Dieser Trend geht zum einen auf die Eigenkapitalanforderungen im Zusammenhang mit Solvency II und Basel III für Banken und Versicherungen zurück, zum anderen auf die Tatsache, dass einige Private Equity-Fonds bedingt durch Fundraising-Aktivitäten und das quasi geschlossene IPO-Fenster den Exit 2012 durch einen Verkauf an einen anderen Finanzinvestor anstreben. Ferner hat das Center for Entrepreneurial and Financial Studies an der Technischen Universität (TU) München im Zeitraum 1990 bis 2011 für 332 mittelständische Private Equity-Investitionen westeuropäischer Beteiligungsgesellschaften nachgewiesen, dass Secondaries mit einem Multiple und einem internen Zinsfuss (IRR) von respektive durchschnittlich 2,36 und 29% der lukrativsten Ausstiegskanal waren. Mit weltweit 30% aller Private Equity-Deals im Jahr 2011 haben Secondary Buyouts das Vorkrisenniveau wieder erreicht. Für ein ähnlich hohes Niveau an Secondary Buyouts im Jahr 2012 spricht auch, dass die Unternehmen bei Banken und Mezzanine-Gebern bereits bekannt sind und die Opportunitäten an attraktiven Zielunternehmen im Primärmarkt nach wie vor limitiert sind.

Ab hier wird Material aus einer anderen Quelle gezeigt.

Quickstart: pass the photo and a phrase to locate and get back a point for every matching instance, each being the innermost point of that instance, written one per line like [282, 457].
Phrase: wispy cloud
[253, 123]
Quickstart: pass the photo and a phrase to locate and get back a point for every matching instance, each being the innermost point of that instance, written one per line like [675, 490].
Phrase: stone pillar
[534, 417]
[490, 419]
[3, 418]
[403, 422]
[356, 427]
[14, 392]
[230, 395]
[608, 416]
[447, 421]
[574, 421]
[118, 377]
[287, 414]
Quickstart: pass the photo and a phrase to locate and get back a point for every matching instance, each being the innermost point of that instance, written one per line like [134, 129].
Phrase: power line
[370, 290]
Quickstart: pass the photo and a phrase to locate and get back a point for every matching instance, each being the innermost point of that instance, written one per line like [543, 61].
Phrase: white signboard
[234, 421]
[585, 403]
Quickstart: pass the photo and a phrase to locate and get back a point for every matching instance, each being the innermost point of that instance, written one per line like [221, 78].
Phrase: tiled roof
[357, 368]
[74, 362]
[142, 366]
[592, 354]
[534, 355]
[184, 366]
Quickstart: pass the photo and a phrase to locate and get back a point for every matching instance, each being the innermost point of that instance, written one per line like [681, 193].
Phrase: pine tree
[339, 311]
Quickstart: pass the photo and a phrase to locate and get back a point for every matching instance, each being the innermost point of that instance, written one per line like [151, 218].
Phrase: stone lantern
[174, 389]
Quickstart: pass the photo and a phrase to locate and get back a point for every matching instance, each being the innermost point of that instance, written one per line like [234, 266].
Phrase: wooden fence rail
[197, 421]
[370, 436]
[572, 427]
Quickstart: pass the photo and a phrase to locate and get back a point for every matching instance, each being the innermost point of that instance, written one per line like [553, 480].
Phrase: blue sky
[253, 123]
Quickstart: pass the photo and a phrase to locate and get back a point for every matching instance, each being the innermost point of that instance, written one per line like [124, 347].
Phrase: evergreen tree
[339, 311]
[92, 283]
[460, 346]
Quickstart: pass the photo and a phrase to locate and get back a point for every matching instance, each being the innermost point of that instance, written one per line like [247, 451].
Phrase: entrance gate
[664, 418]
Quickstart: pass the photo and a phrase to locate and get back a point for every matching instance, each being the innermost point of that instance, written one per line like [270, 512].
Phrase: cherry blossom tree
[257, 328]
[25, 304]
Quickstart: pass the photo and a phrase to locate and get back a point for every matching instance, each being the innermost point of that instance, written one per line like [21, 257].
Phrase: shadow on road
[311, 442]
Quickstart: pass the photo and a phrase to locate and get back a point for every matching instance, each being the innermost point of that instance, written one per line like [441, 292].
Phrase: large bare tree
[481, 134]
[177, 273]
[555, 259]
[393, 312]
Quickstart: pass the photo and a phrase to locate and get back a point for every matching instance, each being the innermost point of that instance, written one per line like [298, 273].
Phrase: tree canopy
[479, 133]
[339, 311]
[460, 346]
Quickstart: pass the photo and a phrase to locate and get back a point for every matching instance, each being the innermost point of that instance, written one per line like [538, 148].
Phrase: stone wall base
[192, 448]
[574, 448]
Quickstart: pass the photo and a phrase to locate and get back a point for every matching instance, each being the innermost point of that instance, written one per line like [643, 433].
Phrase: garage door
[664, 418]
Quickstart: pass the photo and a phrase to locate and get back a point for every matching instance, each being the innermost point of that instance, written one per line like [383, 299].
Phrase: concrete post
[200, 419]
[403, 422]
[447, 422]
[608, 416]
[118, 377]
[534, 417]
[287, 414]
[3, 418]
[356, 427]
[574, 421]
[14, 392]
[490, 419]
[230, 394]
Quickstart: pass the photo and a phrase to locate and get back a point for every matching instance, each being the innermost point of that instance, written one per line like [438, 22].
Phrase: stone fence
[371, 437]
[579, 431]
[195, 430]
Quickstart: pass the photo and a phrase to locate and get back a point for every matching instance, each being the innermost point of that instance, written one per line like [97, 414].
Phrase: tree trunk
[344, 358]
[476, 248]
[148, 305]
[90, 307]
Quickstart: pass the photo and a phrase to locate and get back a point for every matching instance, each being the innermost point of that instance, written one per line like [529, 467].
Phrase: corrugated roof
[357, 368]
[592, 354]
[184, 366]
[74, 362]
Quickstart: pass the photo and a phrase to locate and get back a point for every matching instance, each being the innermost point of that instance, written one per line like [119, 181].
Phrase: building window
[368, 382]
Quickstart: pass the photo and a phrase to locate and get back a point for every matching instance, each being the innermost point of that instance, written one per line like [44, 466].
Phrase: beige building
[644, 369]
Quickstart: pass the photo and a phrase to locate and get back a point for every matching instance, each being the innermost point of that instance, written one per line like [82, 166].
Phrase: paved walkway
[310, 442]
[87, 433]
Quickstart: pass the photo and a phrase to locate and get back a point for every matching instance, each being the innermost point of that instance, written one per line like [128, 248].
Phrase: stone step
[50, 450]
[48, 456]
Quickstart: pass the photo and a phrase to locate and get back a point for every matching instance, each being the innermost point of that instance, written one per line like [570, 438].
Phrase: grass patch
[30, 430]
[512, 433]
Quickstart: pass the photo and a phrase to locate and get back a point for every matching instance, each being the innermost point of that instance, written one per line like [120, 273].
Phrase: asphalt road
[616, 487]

Fokus auf operative Wertsteigerung

In einer weiteren Studie der TU München, der 900 Private Equity-Transaktionen zugrunde liegen, wurde nachgewiesen, dass der Leverage-Effekt nur 30% zur Wertsteigerung beiträgt. Dies steht im Einklang mit anderen Studien der vergangenen drei Jahre und der Beratungserfahrung von Deloitte (www.deloitte.com/de). Angesichts der Tatsache, dass viele Portfoliogesellschaften noch vor der Finanz- und Eurokrise zu deutlich höheren Bewertungen als den derzeitigen erworben wurden, wird die Verzinsung auf das eingesetzte Kapital in den kommenden Jahren in zunehmendem Maße davon abhängen, inwieweit Ertragssteigerungspotenziale von Portfoliogesellschaften realisiert werden können. Der Zusammensetzung und Entwicklung des Investmentteams kommt einer Studie der London Business School und Capital Dynamics von November 2011 zufolge eine Schlüsselfunktion zu. Teams mit mehr operativer Expertise erzielen eine höhere Verzinsung als andere, insbesondere dann, wenn diese Expertise durch Neubesetzungen im Team regelmäßig ausgebaut wird. Der administrative Aufwand wird unweigerlich auch für schweizerische Fonds im Zusammenhang mit der Alternative Investment Fund Directive (AIFMD) und dem Swiss Investment Scheme Act (CISA) zunehmen. Insofern wird auch dieser zusätzliche Aufwand durch Wertsteigerungen im Portfolio zu kompensieren sein.

Ausblick

Eine Mehrheit der von Deloitte im Rahmen der jüngsten CFO-Studie per Ende des vierten Quartals befragten Finanzchefs befürchtet eine Rezession 2012 oder 2013 in der Schweiz. Spezifisch wird ein Rückgang der operativen Margen und der Investitionen erwartet. Auch wird im Vergleich zu den Vorperioden mit Umsatzeinbussen und weniger Neueinstellungen gerechnet. Die damit verbundene Unsicherheit und die anhaltende Eurokrise wird das hiesige M&A-Umfeld zumindest für das erste Halbjahr 2012 belasten. Kapital für Qualitätsunternehmen ist jedoch am Standort Schweiz reichlich vorhanden. Einige Fonds sind noch nicht voll investiert und einzelne Dachfonds konnten in jüngerer Zeit Mittelzuflüsse verzeichnen oder befinden sich im Fundraising. Dazu kommen in der Schweiz privat gehaltene Industrieholdings und Family Offices, die nach wie vor an Direktinvestitionen hohes Interesse haben und auch 2011 wieder einzelne Transaktionen erfolgreich abschlossen. Die Erwartung der Investoren bezüglich neuer Transaktionen und der starke Schweizer Franken werden dem M&A-Markt generell positive Impulse geben und insbesondere zu grenzüberschreitenden Transaktionen führen.

Zu den Autoren

Konstantin von Radowitz und Jan-Dominik Remmen sind Partner der Deloitte AG (www.deloitte.com/ch) in Zürich und im Bereich Corporate Finance tätig.